Елена Холл, урожденная Алхазашвили, родилась в Персии 86 лет назад. В Даллас она приехала в 1959 году, когда русскоязычная диаспора нашего города еще не была столь многочисленной. Почти за 60 лет Елена Ивановна стала не только ангелом-хранителем православной общины города, но и носителем истории Русского Далласа. По словам Ольги Русановой, «Елена — тот человек, который вот уже полвека встречает в церкви практически каждого русского и помогает адаптироваться к американский жизни. Она всегда спрашивает: «Чем я могу быть вам полезна? Чем я могу вам помочь». Это основное ее служение — помогать каждому человеку, который находится рядом. Для меня Елена Ивановна — пример того, как нужно относиться к людям».

История жизни Елены Ивановны Холл-Алхазашвили станет жемчужиной книги об истории Русского Далласа, которая выйдет в конце 2013-начале 2014 годов.

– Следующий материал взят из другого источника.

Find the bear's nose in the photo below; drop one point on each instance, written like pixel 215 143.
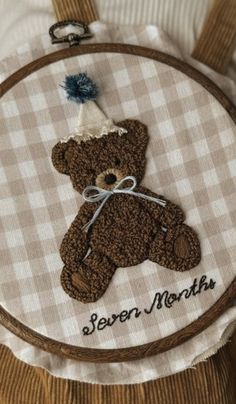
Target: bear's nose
pixel 110 179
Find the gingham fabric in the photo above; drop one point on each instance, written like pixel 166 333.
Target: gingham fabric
pixel 190 159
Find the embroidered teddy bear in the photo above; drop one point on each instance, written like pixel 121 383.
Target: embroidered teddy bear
pixel 121 223
pixel 129 229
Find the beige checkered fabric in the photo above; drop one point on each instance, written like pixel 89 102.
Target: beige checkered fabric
pixel 190 160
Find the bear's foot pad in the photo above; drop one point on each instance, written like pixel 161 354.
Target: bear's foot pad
pixel 88 281
pixel 178 248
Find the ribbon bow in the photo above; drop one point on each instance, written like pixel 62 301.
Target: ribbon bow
pixel 100 194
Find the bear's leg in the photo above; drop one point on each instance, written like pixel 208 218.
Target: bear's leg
pixel 177 248
pixel 88 281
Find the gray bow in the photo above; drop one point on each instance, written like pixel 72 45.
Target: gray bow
pixel 100 194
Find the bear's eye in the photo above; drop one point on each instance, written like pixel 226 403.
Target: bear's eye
pixel 91 172
pixel 117 161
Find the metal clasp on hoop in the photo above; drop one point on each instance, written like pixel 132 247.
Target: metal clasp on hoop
pixel 73 38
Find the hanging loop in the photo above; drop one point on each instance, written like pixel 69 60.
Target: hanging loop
pixel 79 31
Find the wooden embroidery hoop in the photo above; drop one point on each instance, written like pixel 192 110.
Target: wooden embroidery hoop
pixel 194 328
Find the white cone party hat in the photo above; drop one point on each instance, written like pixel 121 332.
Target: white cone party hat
pixel 92 122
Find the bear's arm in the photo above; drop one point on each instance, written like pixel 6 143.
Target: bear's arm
pixel 169 215
pixel 74 245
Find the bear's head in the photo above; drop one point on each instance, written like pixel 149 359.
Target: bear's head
pixel 104 161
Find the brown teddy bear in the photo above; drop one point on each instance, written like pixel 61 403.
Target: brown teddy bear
pixel 131 227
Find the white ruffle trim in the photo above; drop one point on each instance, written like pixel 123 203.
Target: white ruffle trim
pixel 89 132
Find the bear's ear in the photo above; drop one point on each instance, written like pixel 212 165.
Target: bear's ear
pixel 137 133
pixel 59 157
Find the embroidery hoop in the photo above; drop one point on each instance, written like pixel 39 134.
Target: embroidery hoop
pixel 194 328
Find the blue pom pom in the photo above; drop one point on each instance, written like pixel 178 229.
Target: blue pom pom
pixel 80 88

— Елена Ивановна, вы ведь родились в Персии?

— Да, в Персии. Ираном Персия начала называться с 1936 года. Я родилась в Персии. Мой отец Иван Александрович Алхазашвили родился в Дагестане, но вырос и учился в Москве. Папа окончил кадетский корпус. Добровольцем он ушел на фронт во время Первой мировой войны. После революции большевики схватили отца и хотели расстрелять. Он вспоминал, что он уже вырыл свою могилу, но благодаря дяде смог убежать в Баку. Его спрятали на пароходе, в угольном отделении, и перевезли в Персию. Уже там папа познакомился с мамой. Это было в Энзеле, сейчас этот город называется Пахлеви — это порт в Каспийском море.

— А каким образом ваша мама оказалась в Иране?

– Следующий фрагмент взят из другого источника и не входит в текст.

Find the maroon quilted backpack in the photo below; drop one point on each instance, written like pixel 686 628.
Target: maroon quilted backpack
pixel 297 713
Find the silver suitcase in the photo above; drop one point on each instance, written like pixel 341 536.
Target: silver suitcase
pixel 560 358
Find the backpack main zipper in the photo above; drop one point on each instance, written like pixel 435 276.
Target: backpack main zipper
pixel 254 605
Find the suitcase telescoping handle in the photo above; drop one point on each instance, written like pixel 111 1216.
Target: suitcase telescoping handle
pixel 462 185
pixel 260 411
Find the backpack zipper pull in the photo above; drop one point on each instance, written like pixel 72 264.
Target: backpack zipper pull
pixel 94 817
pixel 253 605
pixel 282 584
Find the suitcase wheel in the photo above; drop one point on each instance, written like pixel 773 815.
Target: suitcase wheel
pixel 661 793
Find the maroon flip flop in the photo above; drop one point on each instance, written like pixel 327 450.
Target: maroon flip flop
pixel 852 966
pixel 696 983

— Спрашивая в свое время ее об этом, я получила ответ: «Дети раньше были не такими любопытными, как сейчас». Она мне сказала тогда, что они с папой приехали из России. Мама была родом из города Сызрань. Ее звали Маргарита Васильевна Елистратова. Поженившись, родители перебрались в Тегеран, где мы, трое детей — две девочки и мальчик — и родились. И когда настало время нам идти в школу, папа сказал: «Дочкам не нужно персидское образования. Коммунизм скоро закончится, и мы вернемся домой, в Россию». В Тегеране существовала Русская школа Ивана Ивановича Рябцева. И нас определили туда учиться на 3 или 4 года. Но, к сожалению, Иван Иванович заболел, и школу закрыли. И тогда нас перевели во Французскую школу, которой руководили французские католические монахини. Туда ходили дети разных национальностей — и персы, и ассирийцы, и армяне, и русские. И, чтобы дружить с ними, нужно было учиться их языку. Наш брат Гига учился в персидской школе, потому что тогда не было Французской школы для мальчиков. Но нас, девочек, тоже обучали иранскому языку, так что я научилась и читать, и писать, и говорить на персидском.

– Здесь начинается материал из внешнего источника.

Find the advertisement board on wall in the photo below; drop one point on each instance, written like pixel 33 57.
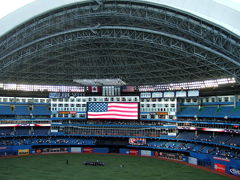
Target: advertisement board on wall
pixel 23 151
pixel 220 167
pixel 192 160
pixel 145 153
pixel 76 149
pixel 234 171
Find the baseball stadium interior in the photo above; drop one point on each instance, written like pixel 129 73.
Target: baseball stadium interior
pixel 121 76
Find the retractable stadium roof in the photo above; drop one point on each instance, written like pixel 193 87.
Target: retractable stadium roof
pixel 139 42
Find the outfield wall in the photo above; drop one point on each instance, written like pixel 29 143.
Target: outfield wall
pixel 221 165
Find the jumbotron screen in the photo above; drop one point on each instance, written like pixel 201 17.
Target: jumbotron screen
pixel 137 141
pixel 105 110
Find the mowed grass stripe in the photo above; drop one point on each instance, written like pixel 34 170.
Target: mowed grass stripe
pixel 50 167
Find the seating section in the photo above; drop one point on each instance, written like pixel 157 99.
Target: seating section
pixel 6 110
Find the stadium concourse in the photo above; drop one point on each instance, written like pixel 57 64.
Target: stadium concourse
pixel 151 78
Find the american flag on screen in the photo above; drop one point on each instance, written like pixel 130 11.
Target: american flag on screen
pixel 113 110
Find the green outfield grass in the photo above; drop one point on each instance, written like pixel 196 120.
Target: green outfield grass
pixel 54 167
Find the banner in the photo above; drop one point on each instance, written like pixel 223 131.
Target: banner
pixel 220 167
pixel 234 171
pixel 192 160
pixel 113 110
pixel 88 149
pixel 146 153
pixel 76 149
pixel 23 151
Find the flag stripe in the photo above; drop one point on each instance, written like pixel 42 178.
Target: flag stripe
pixel 111 117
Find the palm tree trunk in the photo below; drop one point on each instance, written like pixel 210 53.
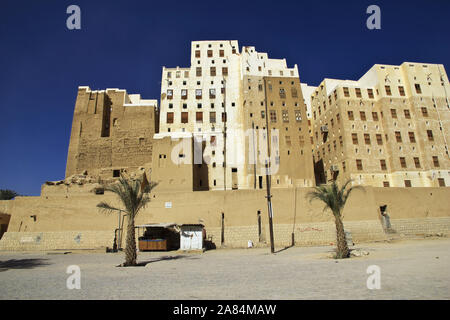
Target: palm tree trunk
pixel 342 248
pixel 130 247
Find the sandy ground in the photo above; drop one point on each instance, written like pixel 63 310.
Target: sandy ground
pixel 414 269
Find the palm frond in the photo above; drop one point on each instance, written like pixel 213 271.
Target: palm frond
pixel 333 196
pixel 133 194
pixel 107 208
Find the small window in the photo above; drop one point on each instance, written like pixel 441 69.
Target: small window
pixel 350 115
pixel 375 116
pixel 184 117
pixel 394 113
pixel 407 114
pixel 436 161
pixel 403 162
pixel 169 117
pixel 388 90
pixel 383 164
pixel 355 138
pixel 199 117
pixel 379 139
pixel 273 116
pixel 359 164
pixel 418 89
pixel 346 92
pixel 430 135
pixel 362 115
pixel 212 117
pixel 417 162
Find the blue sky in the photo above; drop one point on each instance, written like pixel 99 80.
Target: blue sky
pixel 124 44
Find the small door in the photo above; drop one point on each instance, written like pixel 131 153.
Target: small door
pixel 234 184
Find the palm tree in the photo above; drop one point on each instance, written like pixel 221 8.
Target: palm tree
pixel 335 199
pixel 134 195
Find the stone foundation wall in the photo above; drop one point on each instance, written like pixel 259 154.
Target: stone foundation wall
pixel 306 234
pixel 61 240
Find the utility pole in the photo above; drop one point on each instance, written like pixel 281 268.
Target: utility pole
pixel 224 134
pixel 268 176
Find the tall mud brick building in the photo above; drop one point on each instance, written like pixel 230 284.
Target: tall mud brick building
pixel 208 141
pixel 390 128
pixel 112 131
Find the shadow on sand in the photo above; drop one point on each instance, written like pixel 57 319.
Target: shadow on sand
pixel 22 264
pixel 163 258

— Вы знаете пять языков, а какой, по вашему мнению, самый сложный язык?

— Для меня был английский, но, оказалось, что он самый легкий. Грамматика русского языка одна из самых сложных.

— На каком языке с вами говорили родители?

— В Америке удивляются тому, как хорошо я говорю по-русски. Но папа нам сказал: «В моем доме все будут говорить только на русском, за пределами этого дома — говорите на каком хотите языке!» И мы слушались отца. Дети раньше были другие. Сегодня родители просто умоляют детей разговаривать на русском, но часто уговоры не помогают.

— Какую профессию вы для себя избрали после окончания школы?

— Я начала работать ассистентом у зубного врача. Потом этот доктор открыл зубной кабинет на другой стороне Тегерана, и я там работала уже, как зубной врач под его именем. Но поскольку у меня не было диплома, я больше не могла работать в клинике и в 1957 году поехала учиться в Нью-Йорк в Dental Tehnology School.

— Елена Ивановна, прежде, чем мы переедем в Америку, есть еще несколько вопросов по Ирану. С приходом к власти нового шаха в 1921 году, Иран стал больше смотреть в сторону запада. Вы помните это преобразование страны?

— Это были хорошие преобразования. Ну, например, обучение в школах и в университетах ничего не стоило. При шахе отце-Пехлеви Иран переодел платье с арабского на европейское, вместо чадр женщины надели шляпки. У мамы была хорошая подруга тетя Валя. И вместе они открыли шляпный магазин — это было в 1930-е годы. И этим они зарабатывали деньги. А папа начал настраивать пианино, у него в семье все были очень музыкальными. У отца был друг — великолепный полировщик. И вместе они открыли магазин пианино — скупали старые инструменты, папа их реставрировал и настраивал, а его друг полировал. Вот этим мы и жили. Мой брат был хорошим чертежником и, в конце концов, он стал инженером-строителем — строил в Иране дороги.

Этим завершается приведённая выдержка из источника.